Stuart’s hope is that scientists will input their stem cell data into the CESCG database and receive a scorecard that explains how accurate their cell model is based on a specific genetic profile. The scorecard will help will not only provide details on the identity of their cells, but will also show how they relate to other cell types found in their database.
The Brain of Cells
A good example of how this database will work is a project called the Brain of Cells (BOC). It’s a collection of single cell RNA sequencing data from thousands of fetal-derived brain cells provided by multiple labs. The idea is that researchers will input RNA sequencing data from the stem cell-derived brain cells they make in their labs and the BOC will give them back a scorecard that describes what types of cells they are and their developmental state by comparing them to the referenced brain cells.
One of the labs that is actively involved in this project and is providing the bulk of the BOC datasets is Arnold Kriegstein’s lab at UC San Francisco. Aparna Bhaduri, a postdoctoral fellow in the Kriegstein lab working on the BOC project, outlined the goal of the BOC and how it will benefit researchers:
“The goal of the Brain of Cells project is to find ways to leverage existing datasets to better understand the cells in the developing human brain. This tool will allow researchers to compare cell-based models (such as stem cell-derived 3D organoids) to the actual developing brain, and will create a query-able resource for researchers in the stem cell community.”

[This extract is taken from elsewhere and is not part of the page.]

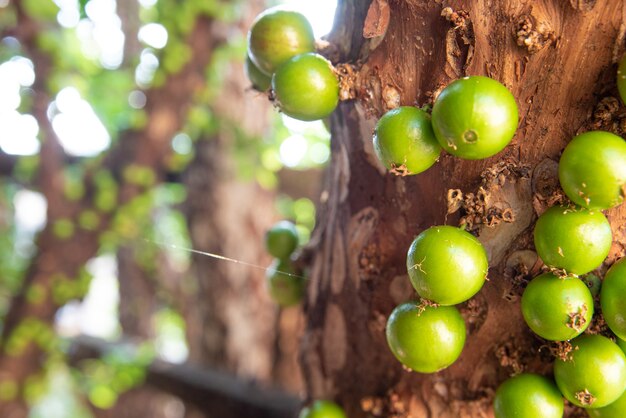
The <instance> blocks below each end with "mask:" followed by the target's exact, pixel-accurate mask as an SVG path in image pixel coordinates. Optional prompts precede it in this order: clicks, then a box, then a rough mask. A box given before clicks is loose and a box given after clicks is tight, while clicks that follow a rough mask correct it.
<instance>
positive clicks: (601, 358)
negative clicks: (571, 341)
mask: <svg viewBox="0 0 626 418" xmlns="http://www.w3.org/2000/svg"><path fill="white" fill-rule="evenodd" d="M571 344H572V350H571V351H570V352H569V353H568V354H567V359H566V360H564V359H561V358H557V359H556V360H555V361H554V379H555V380H556V384H557V386H558V387H559V390H560V391H561V393H562V394H563V396H565V398H566V399H567V400H568V401H570V402H572V403H573V404H575V405H578V406H582V407H583V408H600V407H603V406H606V405H609V404H610V403H612V402H614V401H616V400H617V399H618V398H619V397H620V396H621V395H622V393H624V389H626V357H625V356H624V352H623V351H622V350H621V349H620V348H619V347H618V346H617V344H615V343H614V342H613V341H611V340H609V339H608V338H606V337H603V336H602V335H581V336H580V337H578V338H575V339H574V340H572V342H571Z"/></svg>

Pablo Cordero, a former postdoc in Josh Stuart’s lab who designed a bioinformatics tool used in BOC called SCIMITAR, explained how the BOC project is a useful exercise in combining single cell data from different external researchers into one map that can predict cell type or cell fate.

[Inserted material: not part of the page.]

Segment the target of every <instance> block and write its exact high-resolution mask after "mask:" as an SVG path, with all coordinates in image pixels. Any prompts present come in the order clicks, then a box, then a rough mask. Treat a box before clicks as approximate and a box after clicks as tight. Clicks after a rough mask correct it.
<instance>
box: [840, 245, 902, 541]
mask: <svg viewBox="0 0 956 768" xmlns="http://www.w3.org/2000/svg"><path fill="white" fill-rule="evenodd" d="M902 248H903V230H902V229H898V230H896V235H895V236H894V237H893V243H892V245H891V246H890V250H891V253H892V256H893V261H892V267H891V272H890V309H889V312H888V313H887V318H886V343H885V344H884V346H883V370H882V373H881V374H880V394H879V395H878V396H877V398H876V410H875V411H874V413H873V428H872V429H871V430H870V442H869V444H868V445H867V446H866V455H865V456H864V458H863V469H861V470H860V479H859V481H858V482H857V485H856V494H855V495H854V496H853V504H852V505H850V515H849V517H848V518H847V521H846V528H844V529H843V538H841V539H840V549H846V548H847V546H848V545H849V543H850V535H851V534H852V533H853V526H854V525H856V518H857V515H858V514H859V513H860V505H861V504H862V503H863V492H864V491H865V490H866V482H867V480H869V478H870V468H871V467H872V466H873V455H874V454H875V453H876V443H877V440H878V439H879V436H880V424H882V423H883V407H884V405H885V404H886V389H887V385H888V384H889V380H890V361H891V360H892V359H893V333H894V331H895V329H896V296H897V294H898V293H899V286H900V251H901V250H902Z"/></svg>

“There is no ‘industry standard’ at the moment,” said Cordero. “We have to find various ways to perform these analyses. Approximating the entire human cell lineage is the holy grail of regenerative medicine since in theory, we would have maps of gene circuits that guide cell fate decisions.”
Once the reference data from BOC is ready, the group will use a bioinformatics program called Sample Psychic to create the scorecards for outside researchers. Clay Fischer, project manager of the CESCG at UC Santa Cruz, described how Sample Psychic works:
“Sample Psychic can look at how often genes are being turned off and on in cells. It uses this information to produce a scorecard, which shows how closely the data from your cells maps up to the curated cell types and can be used to infer the probability of the cell type.”
The BOC group believes that the analyses and data produced in this effort will be of great value to the research community and scientists interested in studying developmental neuroscience or neurodegeneration.
The Brain of Cells project is still in its early stages, but soon scientists will be able to use this nifty tool to help them build better and more accurate models of human brain development and brain-related diseases.
CESCG is also pursuing stem cell data driven projects focused on developing similar databases and scorecards for heart cells and pancreatic cells. These genomics and bioinformatics tools are pushing the envelope to a day when scientists can connect the dots between how different cell states and cell fates are determined by computational analysis and leverage this information to generate better iPSC-based systems for disease modeling in the lab or therapeutics in the clinic.